Beyond stating the obvious, these words were used by Dr. Ashish Jha to emphasize the takeaways from a January 2017 keynote presentation by Dr. Anthony Fauci -- the very same presentation wherein Fauci stated he was "extraordinarily confident" that the incoming Trump administration would suffer from a major pandemic "in the next few years." These were strangely prescient words, given that the COVID-19 pandemic began exactly three years later.
The full 45 minute presentation lays out exactly how Fauci, et al, worked to make viruses more transmissible, so that they could jump from animals to humans, using funding from military defense spending (BARDA) and the Bush era PEPFAR program.

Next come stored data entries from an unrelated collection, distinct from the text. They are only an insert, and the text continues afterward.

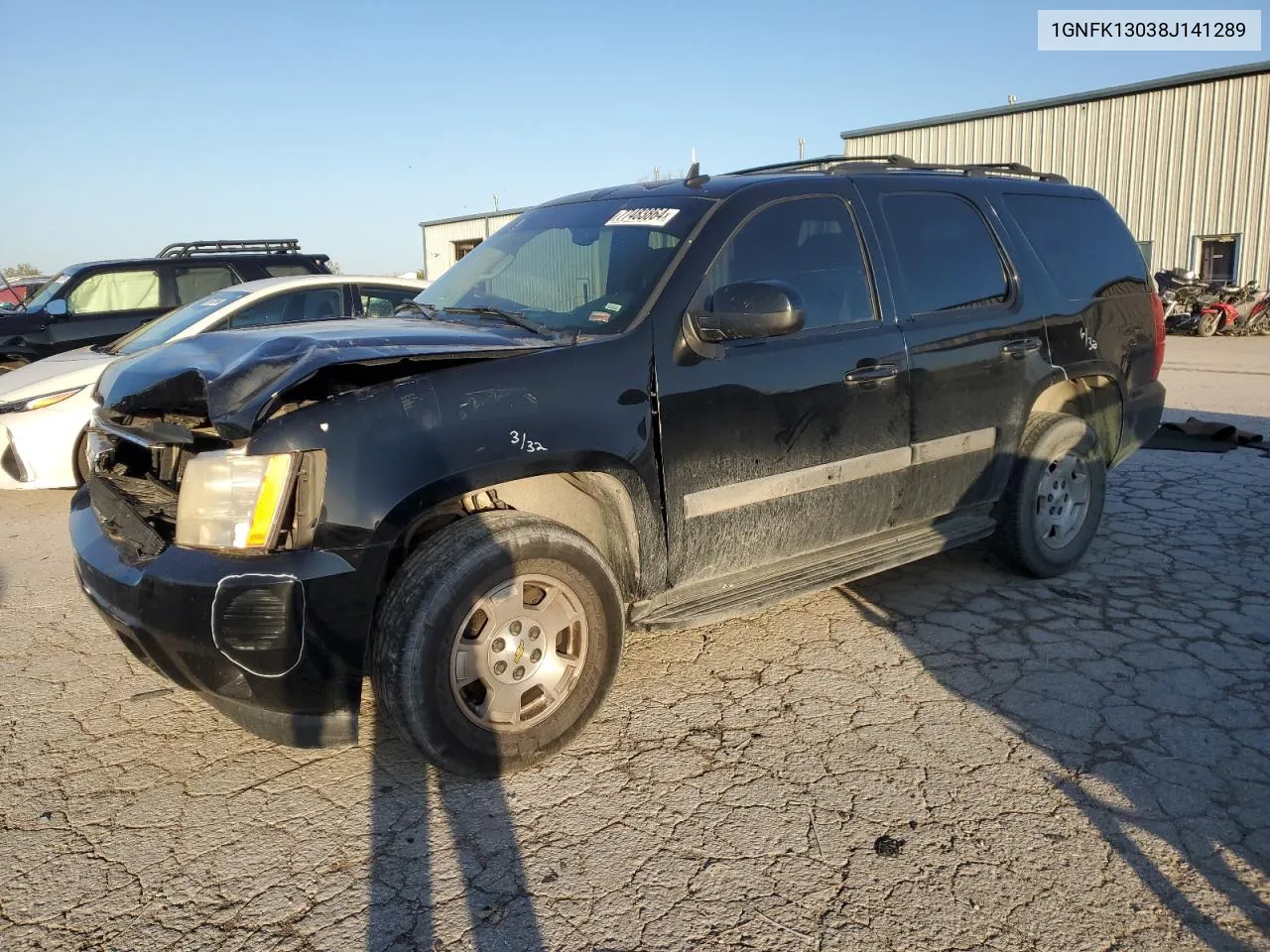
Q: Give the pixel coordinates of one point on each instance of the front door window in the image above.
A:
(114, 291)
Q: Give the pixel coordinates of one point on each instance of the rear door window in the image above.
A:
(1082, 244)
(199, 281)
(380, 301)
(313, 304)
(289, 271)
(107, 293)
(948, 257)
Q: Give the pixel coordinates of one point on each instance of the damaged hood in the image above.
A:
(235, 377)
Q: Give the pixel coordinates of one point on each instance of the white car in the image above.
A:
(46, 405)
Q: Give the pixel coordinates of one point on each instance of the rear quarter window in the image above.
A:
(1082, 244)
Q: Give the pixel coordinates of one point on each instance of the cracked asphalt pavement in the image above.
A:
(945, 757)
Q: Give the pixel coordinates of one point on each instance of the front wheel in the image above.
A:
(497, 643)
(1053, 504)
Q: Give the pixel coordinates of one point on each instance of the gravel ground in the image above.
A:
(945, 757)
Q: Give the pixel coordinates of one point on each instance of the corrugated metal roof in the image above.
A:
(1185, 79)
(474, 217)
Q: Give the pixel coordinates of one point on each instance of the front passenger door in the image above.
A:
(785, 444)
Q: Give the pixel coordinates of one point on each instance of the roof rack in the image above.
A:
(901, 163)
(822, 163)
(187, 249)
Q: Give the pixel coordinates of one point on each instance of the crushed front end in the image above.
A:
(243, 610)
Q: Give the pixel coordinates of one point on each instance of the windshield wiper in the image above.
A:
(516, 317)
(417, 306)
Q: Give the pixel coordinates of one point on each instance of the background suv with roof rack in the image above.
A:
(95, 302)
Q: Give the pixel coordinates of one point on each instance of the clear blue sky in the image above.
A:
(345, 123)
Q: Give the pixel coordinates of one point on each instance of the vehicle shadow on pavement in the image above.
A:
(1142, 674)
(444, 860)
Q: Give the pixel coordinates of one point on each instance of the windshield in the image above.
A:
(46, 294)
(164, 329)
(585, 267)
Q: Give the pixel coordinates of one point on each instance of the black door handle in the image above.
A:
(1021, 348)
(874, 372)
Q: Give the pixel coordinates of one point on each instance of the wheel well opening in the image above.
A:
(592, 504)
(1093, 399)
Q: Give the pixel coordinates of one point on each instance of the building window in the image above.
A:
(463, 246)
(1218, 257)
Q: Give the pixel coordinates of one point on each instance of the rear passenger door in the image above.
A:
(975, 343)
(321, 303)
(380, 301)
(785, 444)
(195, 281)
(108, 303)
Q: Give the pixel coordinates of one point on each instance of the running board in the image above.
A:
(715, 599)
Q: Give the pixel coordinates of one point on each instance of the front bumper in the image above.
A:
(271, 642)
(1142, 412)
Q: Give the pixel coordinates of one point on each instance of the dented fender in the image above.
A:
(235, 379)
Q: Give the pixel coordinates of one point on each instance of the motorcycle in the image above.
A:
(1188, 303)
(1198, 306)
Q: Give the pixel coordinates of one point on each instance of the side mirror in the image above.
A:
(751, 308)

It was no surprise that Fauci had the highest praises for these lucrative arrangements, which allowed them to preemptively develop experimental vaccines and proactively establish the infrastructure needed for global surveillance of infectious disease.
He gave the aspiring students gathered for the Georgetown Global Health Initiative a crash course in epidemiology, outlining how the Obama administration had dealt with "more than their fair share" of pandemics. After discussing how nature was the "greatest bio terrorist," he zipped through lessons he and his cohorts had learned from H1N1, MERS, Chikungunya, Ebola, Zika, Bird Flu (H5N1), and the "silent pandemic" of AMR, or anti-microbial resistance. Dr. Fauci said that this series of pandemics were an "epidemiologist's delight" and, notably, how they "put the same pattern in play" for each of these global pandemics.
How many Americans were aware that all of this was happening? Not many, though there was some fuss in Congress when the National Science Advisory Board for Biosecurity (NSABB) discovered that the NIH had conducted research and laboratory experiments "that resulted in viruses with enhanced transmissibility in mammals," ... including humans.